I am loving reading your recipes!
Appreciate your time,
M

I’m very grateful to have your recipes in hand, especially starting out. Many thanks for the gift!
C

This is awesome!!
C

Thank you so much!
J

These beautiful people haven’t lost their limbs. They are right here where I am, with me, on this same frustrating journey. We haven’t given up hope. Each day we gain insight, we gain knowledge, and we gather the determination to keep going, to keep trying. There is nothing else but this–here and now. And what we do here and now may change our lives. Or not. All we know is we can never stop trying. There is so much to live for still.
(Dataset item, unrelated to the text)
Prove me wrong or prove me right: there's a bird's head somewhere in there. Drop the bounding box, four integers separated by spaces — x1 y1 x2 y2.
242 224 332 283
Had I Lost a Limb: What It's Like to Live With Chronic Illness by Lectin Free Mama

 

5 Comments

  • Diana Schultz

    September 24, 2017 at 8:17 pm

    So vety heartbreaking for a parent over and over again. Living this moment, but hoping for a moment in the near future when we see a smile on your face and a bounce in your step. A time for renewed health which you are so deserving of Autumn. ❤ Mom & Dad

  • BJ Crouse

    October 2, 2017 at 12:44 am

    Thank you for writing with truth & feeling. Others who have like problems can relate with your words. I encourage you today to keep on, keeping on. Looking back on what you wrote, there are so many things that you can be thankful for in the place where you stand today. Be sure to dwell on the blessings you can be thankful for in each moment of your day, and not focus the hard places….for we all have hard places and they will always be there.
    They are our growing places, those things that stretch us and help us relate to others, or them to us. I wish you good things today and every day, and thank you again for being real and sharing.

    1. Autumn.m.boyle@gmail.com

      October 2, 2017 at 2:23 pm

      There are many, many things to be thankful for!

  • Lynda

    October 2, 2017 at 6:30 pm

    I am grateful for the recipes you have created that are Plant Paradox compliant. It is a real service to the rest of us. I am hoping for your recovery and continued good health thereafter. We love you.

    1. Autumn.m.boyle@gmail.com

      October 3, 2017 at 1:39 pm

      Thank you so much! I am humbled and grateful that so many are concerned. I hope to continue doing this for a long time!